Chicago's Bishop Trotter joins school boycott effort

August 31, 2008 On the Sunday before the first day of school, Bishop Larry Trotter issued a call to action to the 8,000 members of Sweet Holy Spirit Church on the city's South Side.

The boycott demands an end to unequal school funding in Illinois, but CPS leaders argue the move will do more harm than good.

Until Sunday, Trotter had been reluctant to speak out about the boycott being organized by his good friend, State Senator and Rev. James Meeks. However, Trotter says he was offended when Governor Rod Blagojevich refused to meet with Meeks during the Democratic National Convention in Denver.

"That raised an insult level because it said it wasn't a priority for him," Trotter said.

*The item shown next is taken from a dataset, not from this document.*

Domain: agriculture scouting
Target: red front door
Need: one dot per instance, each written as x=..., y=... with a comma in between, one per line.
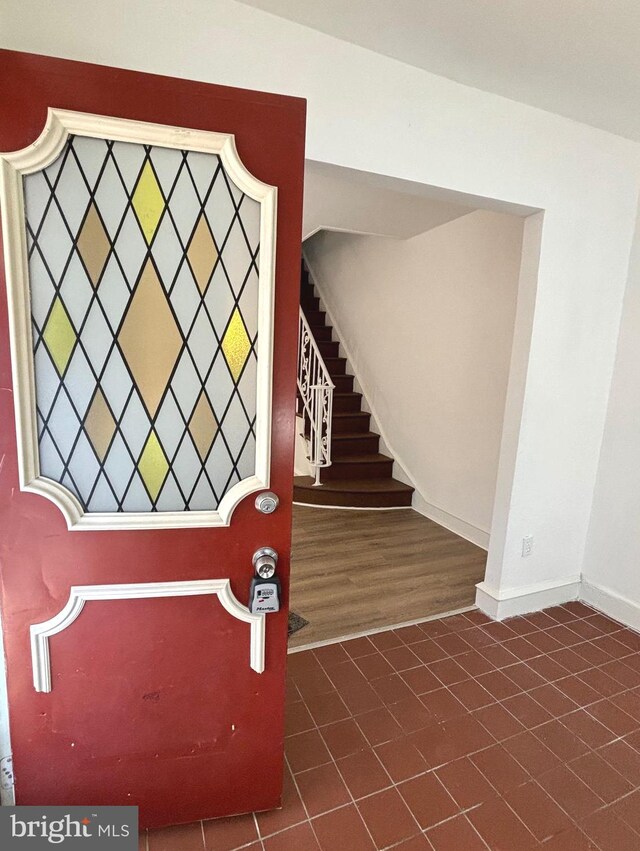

The bishop's support gives a big boost to the boycott, adding about 100 churches in the Chicago area to it because Trotter is also presiding bishop over the United Covenant Churches of Christ.

Reverend Meeks also is showing no signs of backing down from the boycott he has called for on the first day of school in Chicago, Tuesday, September 2.

After services at the House of Hope Sunday, where Meeks is the pastor, church members went door-to-door through several South Side neighborhoods, urging parents to take their children on buses to Winnetka and try to register them for school, in protest of what they say is an unfair system for funding schools.

"This is not about kids missing one or two days of school. I say this is about kids missing an education," Meeks said.

Chicago Public Schools CEO Arne Duncan and School Board President Rufus Williams also brought their back-to-school message to several South Side Sunday. Both say the funding system is indeed flawed, but skipping school is not the solution.

"We absolutely need more funding. We are working together on behalf of that. We just don't want children missing school," Duncan said.

"Our children really need to be educated," said Williams.